J’ai également prévu un plan B, au cas où : finir le naufrage qu’on avait commencé par la découverte d’un nouveau monde, en faisant référence bien sûr, à Christophe Colomb. Ce travail pourrait être accompagné d’une musique que je choisis et emporte sur mon téléphone que j'équipe d'une enceinte nomade...

Une effervescence contenue

Le rituel des retrouvailles est à peu près toujours le même : on se salue mutuellement, on est très contents de se retrouver, cinq ou six élèves me font des blagues, d’autres viennent me montrer leurs diverses collections, d’autres essaient de lire avant les autres le contenu du cours que j’ai préparé, enfin, tout au fond, là-bas, derrière le cyprès, il y a trois ou quatre garçons qui se cachent en se persuadant que je ne les verrai pas au moment d’entrer…

Nous rentrons. Petit échauffement : on essaie de chasser l’excitation des cours de récré et de se centrer sur soi. Nous commençons à travailler autour du texte. Je sens que c’est difficile, que je demande peut-être un niveau de concentration qui est au-delà de ce que les élèves peuvent donner en cette fin de journée : je ne verrai donc pas le poème joué à la façon de tous les personnages que j’avais préparés.

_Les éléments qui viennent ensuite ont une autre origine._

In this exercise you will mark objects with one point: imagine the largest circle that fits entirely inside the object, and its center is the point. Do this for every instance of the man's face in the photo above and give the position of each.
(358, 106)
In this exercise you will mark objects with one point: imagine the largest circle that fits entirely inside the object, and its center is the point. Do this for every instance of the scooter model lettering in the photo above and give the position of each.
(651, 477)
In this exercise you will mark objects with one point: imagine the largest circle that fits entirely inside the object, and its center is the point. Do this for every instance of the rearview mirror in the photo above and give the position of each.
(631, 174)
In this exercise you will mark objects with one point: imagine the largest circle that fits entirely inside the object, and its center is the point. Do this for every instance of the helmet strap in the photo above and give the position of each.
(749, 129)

Un texte qui tombe à l’eau !

Le retour sur le radeau est quasi instantané. Je n’ai qu’à l’évoquer pour voir ses passagers morts de soif et de peur. En regardant les élèves, je me dis que l’histoire du radeau est plutôt une bonne chose lorsqu’on a pour objectif de réunir un groupe : la promiscuité y est telle qu’on parvient à mettre l’un à côté de l’autre deux élèves qui ne se parlent pas ou peu ou plus, que tout oppose finalement.


Photo : Sylvaine ACHERNAR

Je raconte, raconte, raconte : ils jouent, jouent, jouent les situations les unes après les autres avec une jubilation qui est extraordinaire à voir. La fatigue et la déshydratation de leur personnage les fait jouer au ralenti, ce qui donne de jolis tableaux. Leur arrivée sur une terre inconnue est accompagnée de musique et je les regarde prudents s’avancer et découvrir la terre qu’ils imaginent.

Une fois l’exercice terminé, je demande de jouer le peuple qui habite le nouveau monde, toujours en musique, bien sûr. Comment perçoivent-ils l’arrivée de cette embarcation ? Ont-ils peur ? Sont-ils intéressés ? Se cachent-ils ?

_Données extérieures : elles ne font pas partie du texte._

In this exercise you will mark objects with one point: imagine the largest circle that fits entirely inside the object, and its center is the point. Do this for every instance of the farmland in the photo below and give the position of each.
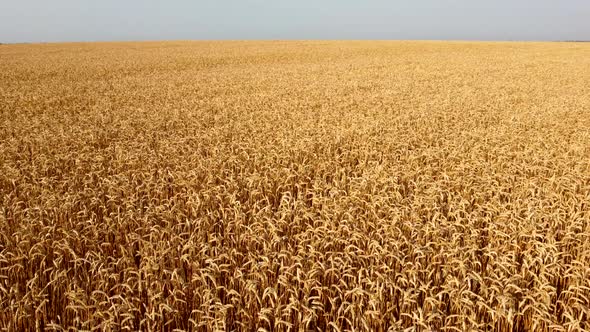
(301, 185)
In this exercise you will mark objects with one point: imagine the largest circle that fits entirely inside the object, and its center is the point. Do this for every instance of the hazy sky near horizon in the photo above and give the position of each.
(86, 20)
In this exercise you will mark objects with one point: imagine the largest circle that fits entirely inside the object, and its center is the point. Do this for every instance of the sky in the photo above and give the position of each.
(105, 20)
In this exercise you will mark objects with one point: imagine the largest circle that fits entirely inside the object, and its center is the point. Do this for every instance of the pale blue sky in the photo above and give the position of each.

Je suis peu amené à faire de la discipline cette fois-ci. Et nous terminons le cours sur un débat crucial : si on a très soif, est-ce qu’on peut boire de l’eau de mer ??! Chacun y va de sa remarque ou de sa propre hypothèse et nous concluons sans répondre à cette question mais en renvoyant à « Naufragé volontaire », le livre d’Alain Bombard relatant sa traversée de l’Atlantique.


Photo : Sylvaine ACHERNAR

Alors voilà, je quitte l'école après avoir salué Clara, la Responsable, et en lui donnant rendez-vous à la rentrée. Une collègue m'informe que chaque coupure de vacances scolaire est l'occasion de changer de groupe d'élèves. J'aurai donc une autre classe, avec d'autres élèves, d'autres exercices à proposer, d'autres terrains à découvrir.

Je n'ai pas encore assez de recul pour avoir un regard objectif sur cette première expérience, c'est la raison pour laquelle j'ai tenu à rédiger ce carnet de bord, à archiver chacun des cours que j'ai proposés pour pouvoir y jeter un oeil plus tard et me faire une idée à froid des améliorations à y apporter.

Une citation entendue dimanche dernier, Place de la République : "On n'est jamais heureux que dans le bonheur qu'on donne". Je ne sais pas si cette expérience a procuré du bonheur à ces élèves. Je suis en tout cas heureux d'avoir pu la vivre et la partager.